Models and “Causality” • Limitations of “controls” to address spuriousness • 1. The “homogenous sub-groups” reduces N • To control for many possible spurious effects, you’ll throw away lots of data • 2. You have to control for all possible spurious effects • If you overlook any important variable, your results could be biased… leading to incorrect conclusions about causality • First: It is hard to measure and control for everything • Second: Someone can always think up another thing you should have controlled for, undermining your causal claims.
Models and “Causality” • Under what conditions can a multivariate model support statements about causality? • In theory: A multivariate model support claims about causality… IF: • The sample is unbiased • The measurement is accurate • The model includes controls for every major possible spurious effect • The possibility of reverse causality can be ruled out • And, the model is executed well: assumptions, outliers, multicollinearity, etc. are all OK.

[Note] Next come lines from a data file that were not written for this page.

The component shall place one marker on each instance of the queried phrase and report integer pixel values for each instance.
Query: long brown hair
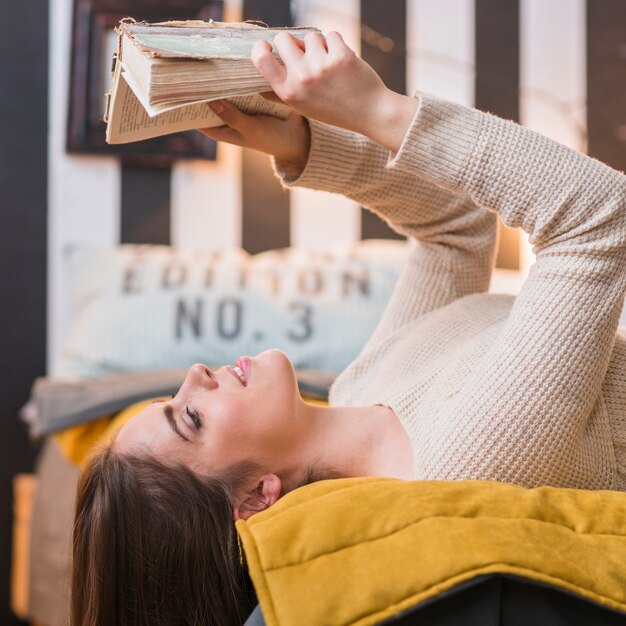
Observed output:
(155, 544)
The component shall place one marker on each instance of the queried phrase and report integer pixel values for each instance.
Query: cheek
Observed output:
(230, 417)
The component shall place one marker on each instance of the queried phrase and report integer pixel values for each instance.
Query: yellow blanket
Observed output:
(357, 551)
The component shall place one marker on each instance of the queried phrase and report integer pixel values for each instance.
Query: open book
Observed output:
(165, 74)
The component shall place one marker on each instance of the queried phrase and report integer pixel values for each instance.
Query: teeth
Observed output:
(239, 373)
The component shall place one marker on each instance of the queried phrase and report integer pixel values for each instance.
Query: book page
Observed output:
(128, 120)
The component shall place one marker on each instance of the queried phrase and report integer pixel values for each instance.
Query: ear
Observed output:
(266, 492)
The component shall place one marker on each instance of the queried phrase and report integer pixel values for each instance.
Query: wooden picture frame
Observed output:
(93, 42)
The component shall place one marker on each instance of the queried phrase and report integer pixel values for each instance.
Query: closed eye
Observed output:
(195, 417)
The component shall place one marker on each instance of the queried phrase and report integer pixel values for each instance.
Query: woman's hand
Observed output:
(288, 140)
(324, 80)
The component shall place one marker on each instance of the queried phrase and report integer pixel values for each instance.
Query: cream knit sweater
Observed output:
(530, 390)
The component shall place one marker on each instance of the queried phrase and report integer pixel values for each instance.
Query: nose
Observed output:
(199, 375)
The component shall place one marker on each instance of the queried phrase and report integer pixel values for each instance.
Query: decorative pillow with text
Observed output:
(140, 307)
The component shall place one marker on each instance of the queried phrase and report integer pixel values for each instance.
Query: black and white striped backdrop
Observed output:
(558, 66)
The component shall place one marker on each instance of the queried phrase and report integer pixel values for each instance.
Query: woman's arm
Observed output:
(524, 414)
(454, 256)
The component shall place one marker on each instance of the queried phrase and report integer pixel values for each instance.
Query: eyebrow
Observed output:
(169, 415)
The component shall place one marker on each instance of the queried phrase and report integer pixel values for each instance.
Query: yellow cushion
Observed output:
(357, 551)
(79, 442)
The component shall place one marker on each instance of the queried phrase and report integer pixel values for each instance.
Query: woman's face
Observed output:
(220, 417)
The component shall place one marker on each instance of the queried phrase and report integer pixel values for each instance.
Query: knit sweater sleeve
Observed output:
(454, 238)
(523, 415)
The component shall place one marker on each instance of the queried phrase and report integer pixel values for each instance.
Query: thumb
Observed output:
(270, 67)
(229, 114)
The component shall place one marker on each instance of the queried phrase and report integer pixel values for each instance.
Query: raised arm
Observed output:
(525, 413)
(532, 395)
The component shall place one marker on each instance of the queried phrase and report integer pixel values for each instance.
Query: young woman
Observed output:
(455, 383)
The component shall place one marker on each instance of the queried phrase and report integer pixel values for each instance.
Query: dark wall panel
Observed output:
(263, 199)
(383, 46)
(497, 85)
(145, 205)
(23, 223)
(606, 84)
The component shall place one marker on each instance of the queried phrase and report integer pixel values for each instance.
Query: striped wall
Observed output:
(532, 52)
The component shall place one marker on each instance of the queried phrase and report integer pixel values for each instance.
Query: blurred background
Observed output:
(557, 66)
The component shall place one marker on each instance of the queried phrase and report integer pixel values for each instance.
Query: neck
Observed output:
(349, 441)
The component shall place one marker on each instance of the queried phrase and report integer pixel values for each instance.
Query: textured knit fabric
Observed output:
(530, 390)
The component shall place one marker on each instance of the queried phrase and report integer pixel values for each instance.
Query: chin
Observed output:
(278, 365)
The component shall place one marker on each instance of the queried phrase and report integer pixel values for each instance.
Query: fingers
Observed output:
(315, 46)
(272, 97)
(269, 66)
(335, 44)
(289, 48)
(223, 133)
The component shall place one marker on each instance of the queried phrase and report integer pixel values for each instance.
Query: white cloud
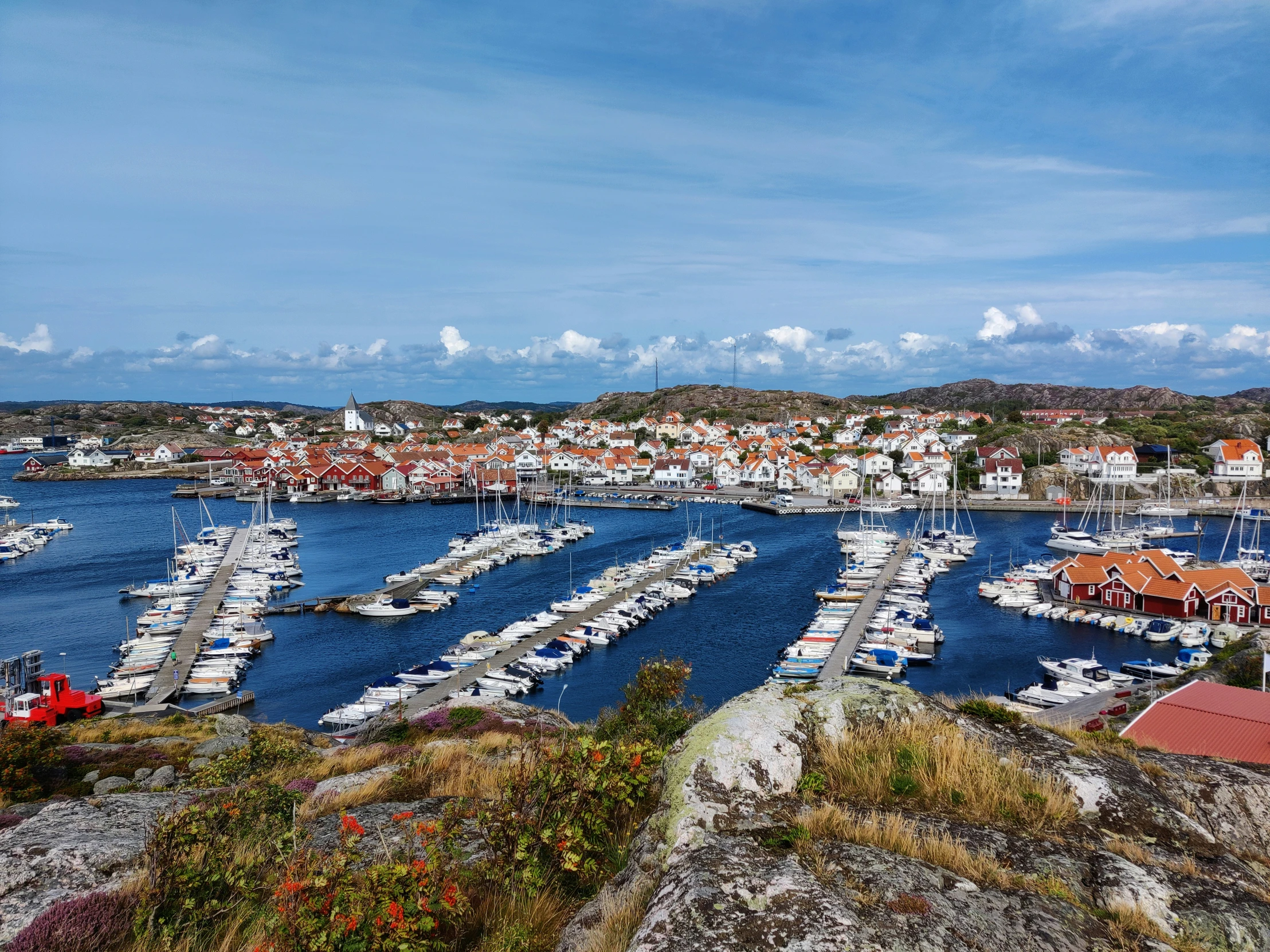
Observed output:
(453, 340)
(790, 338)
(1245, 338)
(579, 344)
(996, 324)
(914, 343)
(38, 340)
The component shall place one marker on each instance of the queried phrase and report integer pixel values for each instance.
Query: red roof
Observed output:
(1207, 719)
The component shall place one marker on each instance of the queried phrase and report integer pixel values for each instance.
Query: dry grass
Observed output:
(931, 763)
(619, 919)
(445, 772)
(1095, 743)
(519, 922)
(127, 730)
(897, 835)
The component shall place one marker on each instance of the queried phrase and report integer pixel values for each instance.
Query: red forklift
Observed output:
(56, 702)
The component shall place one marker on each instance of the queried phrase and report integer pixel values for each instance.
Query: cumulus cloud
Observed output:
(453, 340)
(791, 338)
(1020, 345)
(38, 340)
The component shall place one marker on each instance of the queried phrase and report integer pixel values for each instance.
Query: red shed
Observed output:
(1207, 719)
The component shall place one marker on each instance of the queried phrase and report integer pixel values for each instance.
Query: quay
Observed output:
(197, 490)
(602, 503)
(836, 666)
(192, 635)
(437, 694)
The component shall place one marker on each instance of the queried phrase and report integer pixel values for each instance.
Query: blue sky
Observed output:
(540, 201)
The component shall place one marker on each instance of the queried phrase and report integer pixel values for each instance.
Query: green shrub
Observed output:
(263, 752)
(654, 710)
(30, 762)
(989, 711)
(555, 815)
(215, 856)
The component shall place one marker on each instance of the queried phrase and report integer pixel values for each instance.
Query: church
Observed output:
(356, 418)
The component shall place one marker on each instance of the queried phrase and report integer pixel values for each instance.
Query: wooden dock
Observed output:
(437, 694)
(605, 503)
(842, 651)
(197, 490)
(166, 686)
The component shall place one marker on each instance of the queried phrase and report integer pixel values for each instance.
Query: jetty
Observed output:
(166, 686)
(836, 666)
(437, 694)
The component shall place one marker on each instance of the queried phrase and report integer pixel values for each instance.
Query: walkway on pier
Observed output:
(166, 687)
(437, 694)
(846, 647)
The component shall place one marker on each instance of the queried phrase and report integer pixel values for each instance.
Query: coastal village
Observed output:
(880, 450)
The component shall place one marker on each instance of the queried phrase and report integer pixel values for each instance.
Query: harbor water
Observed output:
(64, 598)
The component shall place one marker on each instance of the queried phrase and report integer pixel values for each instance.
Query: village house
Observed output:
(1113, 463)
(1002, 477)
(1236, 460)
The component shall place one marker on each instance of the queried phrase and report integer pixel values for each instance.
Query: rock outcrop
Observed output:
(710, 871)
(70, 848)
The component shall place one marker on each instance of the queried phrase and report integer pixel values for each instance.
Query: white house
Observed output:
(672, 473)
(87, 457)
(167, 453)
(838, 481)
(929, 481)
(1002, 477)
(1076, 459)
(875, 465)
(356, 418)
(1236, 460)
(1113, 463)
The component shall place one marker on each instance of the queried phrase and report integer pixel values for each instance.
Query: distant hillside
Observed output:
(989, 395)
(474, 407)
(732, 403)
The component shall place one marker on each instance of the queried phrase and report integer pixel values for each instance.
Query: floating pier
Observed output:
(836, 666)
(437, 694)
(192, 634)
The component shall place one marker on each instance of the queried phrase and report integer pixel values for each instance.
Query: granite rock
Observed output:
(69, 848)
(108, 785)
(219, 745)
(233, 726)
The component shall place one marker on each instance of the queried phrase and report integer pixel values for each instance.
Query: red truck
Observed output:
(55, 703)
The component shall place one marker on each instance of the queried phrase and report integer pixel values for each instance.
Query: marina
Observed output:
(731, 635)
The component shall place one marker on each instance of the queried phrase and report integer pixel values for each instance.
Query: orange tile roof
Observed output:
(1210, 720)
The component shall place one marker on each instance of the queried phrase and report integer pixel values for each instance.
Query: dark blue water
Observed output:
(64, 598)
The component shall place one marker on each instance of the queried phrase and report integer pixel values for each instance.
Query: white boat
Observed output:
(386, 608)
(1085, 671)
(1065, 540)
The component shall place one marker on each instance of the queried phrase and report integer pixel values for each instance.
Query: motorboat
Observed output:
(1193, 658)
(1150, 671)
(1065, 540)
(1085, 671)
(387, 608)
(1162, 630)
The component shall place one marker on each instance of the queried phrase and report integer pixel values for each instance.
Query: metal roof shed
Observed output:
(1207, 719)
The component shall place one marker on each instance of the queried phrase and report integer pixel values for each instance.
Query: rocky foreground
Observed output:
(1155, 851)
(716, 868)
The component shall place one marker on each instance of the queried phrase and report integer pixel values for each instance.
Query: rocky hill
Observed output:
(987, 395)
(747, 851)
(714, 400)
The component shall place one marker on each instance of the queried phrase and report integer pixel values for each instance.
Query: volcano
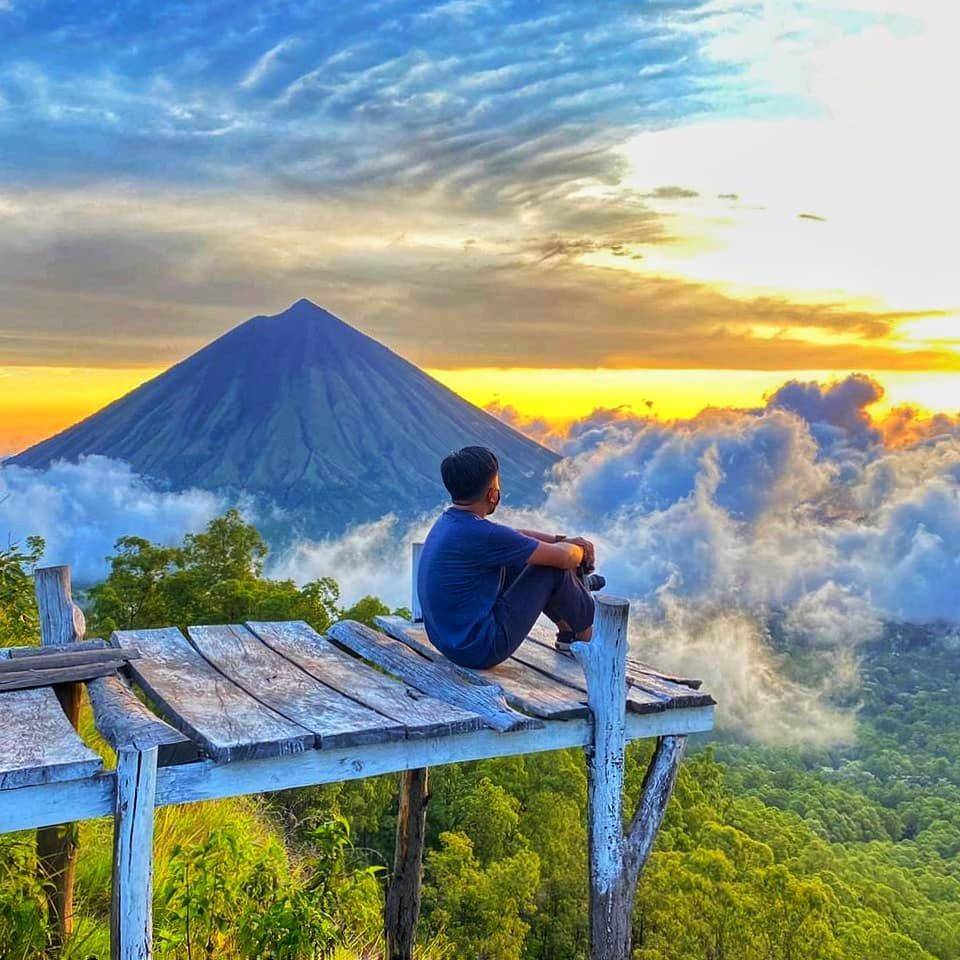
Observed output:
(302, 412)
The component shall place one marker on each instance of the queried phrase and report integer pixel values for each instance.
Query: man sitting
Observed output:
(482, 585)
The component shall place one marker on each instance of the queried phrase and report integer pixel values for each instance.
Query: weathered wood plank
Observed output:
(636, 668)
(524, 688)
(37, 742)
(45, 659)
(52, 648)
(61, 622)
(421, 715)
(50, 803)
(131, 907)
(282, 686)
(30, 679)
(202, 703)
(127, 724)
(437, 679)
(566, 669)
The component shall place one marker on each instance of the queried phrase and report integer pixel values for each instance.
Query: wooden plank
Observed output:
(567, 670)
(680, 694)
(45, 659)
(282, 686)
(635, 667)
(61, 622)
(29, 679)
(128, 724)
(51, 803)
(37, 742)
(52, 648)
(131, 906)
(421, 715)
(437, 679)
(524, 688)
(646, 689)
(202, 703)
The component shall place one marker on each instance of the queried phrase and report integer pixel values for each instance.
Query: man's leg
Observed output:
(536, 590)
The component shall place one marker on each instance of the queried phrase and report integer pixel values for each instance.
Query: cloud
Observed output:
(120, 276)
(369, 559)
(265, 63)
(81, 509)
(735, 534)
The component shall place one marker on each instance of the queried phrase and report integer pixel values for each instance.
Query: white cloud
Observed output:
(81, 509)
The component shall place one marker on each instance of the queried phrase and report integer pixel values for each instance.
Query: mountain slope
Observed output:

Models and “Causality” • In Practice: Scholars commonly make tentative assertions about causality… IF: • The data set is of high quality; sample is either random or arguably not seriously biased • Measures are high quality by the standards of the literature • The model includes controls for major possible spurious effects discussed in the prior literature • The possibility of reverse causality is arguably unlikely • And, the model is executed well: assumptions, outliers, multicollinearity, etc. are all acceptable… (OR, the author uses variants of regression necessary to address problems).
Models and “Causality” • In sum: Multivariate analysis is not the ideal tool to determine causality • If you can run an experiment, do it • But: Multivariate models are usually the best tool that we have! • Advice: Multivariate models are a terrific way to explore your data • Don’t forget: “correlation is not causation” • The models aren’t magic; they simply sort out correlation • But, if used thoughtfully, they can provide hints into likely causal processes!